Heart in a box
Got a live one. Here’s a macabre story, though a life saver.
I always thought it was weird to see Styrofoam ice chests sitting outside a surgery room, or being carried around a hospital. I suspected often the contents are donor organs on their way to a waiting patient.
They can’t get there too soon because the longer the wait, the more they deteriorate.
Now, someone has invented a way to keep a heart pumping and warm right up until surgery. No need to put it on ice. Keeping it alive is a preferred option with all sorts of benefits.
“Warm, beating hearts offer new hope for transplants
Doctors testing experimental technique that eliminates mad rush to ship organs
By ALICIA CHANG
LOS ANGELES — Andrea Ybarra's donated heart was beating rhythmically by the time she awoke from the grogginess of her surgery.
Lub-dub. Lub-dub. Lub-dub. In fact, it was warm and pumping even before doctors transplanted it.
Ybarra belongs to a small group of people who have had a "beating heart" transplant, an experimental operation that's mostly been done in Europe. The donor heart is placed into a special box that feeds it blood and keeps it warm and ticking outside the body.
"I felt peaceful when I woke up. I wasn't scared," recalled the 40-year-old from Los Angeles who suffers from lupus. "It felt like the heart was a part of me all the time."
Despite advances in heart transplantation, the way hearts are moved around the United States and most places remains low-tech.
A team of doctors and organ recovery specialists stuffs an off-the-shelf picnic cooler with ice and jets off at odd hours to a donor hospital where a heart from a brain-dead patient awaits. They inject a chemical to stop the organ and preserve it in the ice chest for the trip home.
Once a heart is harvested, it's a race against time. A heart can stay fresh in the cooler for 4 to 6 hours before it starts to deteriorate. Because of this constraint, doctors can't travel too far to heart-hunt.
It's been done this way for more than four decades, ever since the first U.S. heart transplant was performed on Dec. 6, 1967.
Delays can mean death or disease
Research has shown that the longer it takes to remove a heart and transplant it, the greater the patient's chance of death or heart disease.

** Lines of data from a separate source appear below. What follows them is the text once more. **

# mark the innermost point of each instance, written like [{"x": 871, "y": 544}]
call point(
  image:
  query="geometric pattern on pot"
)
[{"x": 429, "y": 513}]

But what if a heart could beat on its own after removal from a cadaver?
It may sound a bit macabre, more like an Edgar Allan Poe story. The new high-tech heart box circulates blood from the donor to the heart so that it continues throbbing while in transit from hospital to hospital.
Based on some success overseas, the University of California, Los Angeles is currently heading an experiment along with several other schools that compares the safety and effectiveness of the new preservation method versus the standard cooler.
If the new technology succeeds in preserving hearts longer, it could change the field, experts say.
No longer will patients be limited by location. Doctors could make cross-country heart runs without worrying about how long it takes. Hearts are now given first to people on the waiting list who live near where the donor is hospitalized. If there's no match, then the circle widens until a recipient is found.
"The rush factor will be taken out. I can go all the way to the West Coast to get a heart," said Dr. Bruce Rosengard of Massachusetts General Hospital, who performed the first beating heart transplant in the United Kingdom in 2006.
It may also potentially help ease the organ shortage crisis. Some 3,000 Americans are currently on the heart transplant waiting list. Last year, 359 died waiting for a heart — almost one person a day.
The thinking is that hearts may be in better condition if they're kept beating instead of being cooled in ice. And if hearts can be monitored outside the body, proponents say this may help increase the organ pool by allowing less-than-perfect hearts to be transplanted.
When a heart becomes available
Ybarra's surgery began like any other. The call came in to Ronald Reagan UCLA Medical Center shortly before 4 p.m. on Aug. 24. There is a heart available. Do you have a match?
The transplant team dialed Ybarra. Her lupus, an immune system disease in which the body attacks its own organs, had ravaged her heart, leaving it enlarged and weak. She desperately needed a transplant.
The following day, a brigade of doctors and technicians set off before dawn by limo to the Van Nuys Airport to board a private jet to the donor hospital in the Palm Springs area east of Los Angeles.
Since Ybarra signed up to be part of the beating heart experiment, she had a 50-50 chance of having the new operation.”